Most of us are aware there is a problem solving process, but we don’t always consider we have to teach this to our children. As long as we avoid teaching our children how to generate solutions, we will always be the ones dealing with their problems!
It feels like a challenge at times, teaching your child to handle their own problems, but like all challenges of raising a child its not always easy. Teaching them the skills to be able to problem solve for themselves has major long-term benefits. It is also the right thing to do if we want our children to grow up to be capable adults!
We have all been there, I know I have stepped in too many times without allowing my child to just give it a go. I remember many times hearing one of my sons shouting, “I can’t do it!!” I may have asked one of them to put their shoes on and instead of trying to work it out they were to quick to say, “I can’t, you do it!” But if I had stepped in each time and done it for them what would I be teaching them?
During my time as a nursery school head we would take the older children off to an activity called Forest School, learning through the outdoors. The Forest school co-coordinator would set up activities for the children to explore independently and problem solve.
The children would be shown how to use the equipment or what the learning intention behind an activity was. The first challenge for many of the children was experiencing the big open space in the woods, as the idea is that the children can go off within a certain area and just explore the environment.
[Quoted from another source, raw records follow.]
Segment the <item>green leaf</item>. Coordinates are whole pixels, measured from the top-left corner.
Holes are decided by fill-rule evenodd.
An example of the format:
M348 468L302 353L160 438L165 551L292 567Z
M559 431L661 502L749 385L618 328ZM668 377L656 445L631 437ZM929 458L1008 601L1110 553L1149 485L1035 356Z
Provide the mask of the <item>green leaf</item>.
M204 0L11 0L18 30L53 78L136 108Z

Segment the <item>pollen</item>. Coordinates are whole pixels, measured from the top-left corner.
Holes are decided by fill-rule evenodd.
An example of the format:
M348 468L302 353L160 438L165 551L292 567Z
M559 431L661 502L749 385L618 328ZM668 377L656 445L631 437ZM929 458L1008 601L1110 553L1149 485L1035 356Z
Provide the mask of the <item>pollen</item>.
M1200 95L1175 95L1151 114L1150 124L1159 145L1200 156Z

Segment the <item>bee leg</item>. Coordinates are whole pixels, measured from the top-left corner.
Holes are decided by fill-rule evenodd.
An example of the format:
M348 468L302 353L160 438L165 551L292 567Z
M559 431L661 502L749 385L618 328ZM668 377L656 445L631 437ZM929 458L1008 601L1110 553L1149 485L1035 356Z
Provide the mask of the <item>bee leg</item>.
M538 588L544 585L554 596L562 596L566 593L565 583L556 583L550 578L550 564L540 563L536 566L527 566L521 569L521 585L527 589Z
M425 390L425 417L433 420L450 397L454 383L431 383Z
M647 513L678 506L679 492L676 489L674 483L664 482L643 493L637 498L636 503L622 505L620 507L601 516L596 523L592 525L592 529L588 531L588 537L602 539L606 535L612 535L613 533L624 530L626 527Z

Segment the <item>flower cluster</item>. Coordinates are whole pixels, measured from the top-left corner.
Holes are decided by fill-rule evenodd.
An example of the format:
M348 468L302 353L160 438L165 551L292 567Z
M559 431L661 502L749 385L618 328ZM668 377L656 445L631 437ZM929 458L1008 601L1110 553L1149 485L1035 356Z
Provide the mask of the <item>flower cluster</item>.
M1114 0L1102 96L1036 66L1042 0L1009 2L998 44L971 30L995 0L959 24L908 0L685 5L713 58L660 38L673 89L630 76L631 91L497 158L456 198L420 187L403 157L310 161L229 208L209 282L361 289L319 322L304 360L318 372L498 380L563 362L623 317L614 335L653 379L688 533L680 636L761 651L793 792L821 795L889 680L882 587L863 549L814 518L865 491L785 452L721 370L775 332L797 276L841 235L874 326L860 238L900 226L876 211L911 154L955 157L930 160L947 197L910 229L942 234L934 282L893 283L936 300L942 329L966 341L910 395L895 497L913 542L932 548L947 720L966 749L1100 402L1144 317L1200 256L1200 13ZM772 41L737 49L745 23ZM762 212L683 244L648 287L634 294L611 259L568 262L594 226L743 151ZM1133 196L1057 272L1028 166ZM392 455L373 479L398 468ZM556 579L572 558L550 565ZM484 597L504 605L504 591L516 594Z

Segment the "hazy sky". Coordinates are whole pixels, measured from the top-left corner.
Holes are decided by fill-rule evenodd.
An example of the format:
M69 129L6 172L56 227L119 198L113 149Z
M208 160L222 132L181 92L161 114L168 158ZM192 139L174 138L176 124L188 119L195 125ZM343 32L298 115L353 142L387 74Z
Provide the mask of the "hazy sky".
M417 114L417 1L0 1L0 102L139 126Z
Many would just wander around not knowing what to do for themselves or others would just run in different directions not knowing when to stop until the adult stepped in. They hadn’t often been given freedom like this. I remember one little girl really wanted to tackle climbing up and down a steep path where there was a rope to help you pull yourself up and support you on the way down.
After a few turns most of them got the hang of it but this little girl, in particular, would just stand and cry saying “I can’t do it; help me!” So after weeks of letting her just keep trying, not stepping in, but giving her the encouragement, she did it totally unaided and was so proud of herself!
Now we could have stepped in each time but she would have never attempted it again on her own. She then after a number of weeks would try other activities that she felt she couldn’t do!
It’s about identifying the problem and allowing children to have the time they need to make it work. So ask your child to generate solutions, ask them for their ideas.
Accept all ideas, don’t judge or evaluate. You might be surprised at the creative ideas they develop or they may even come up with exactly what you would say. The point is for them to think of as many ideas as they can.
Once you have a list of ideas go through them with your child, some may be just silly and aren’t going to work so make fun and laugh at these ones!
One idea will usually emerge as ideal, or create a solution from a combination of their ideas. Implement the idea chosen so your child can see it happen and celebrate what they have achieved. You will slowly see that they will start to problem solve on their own or come up with a way to work something out, which is helping them to think outside of the box!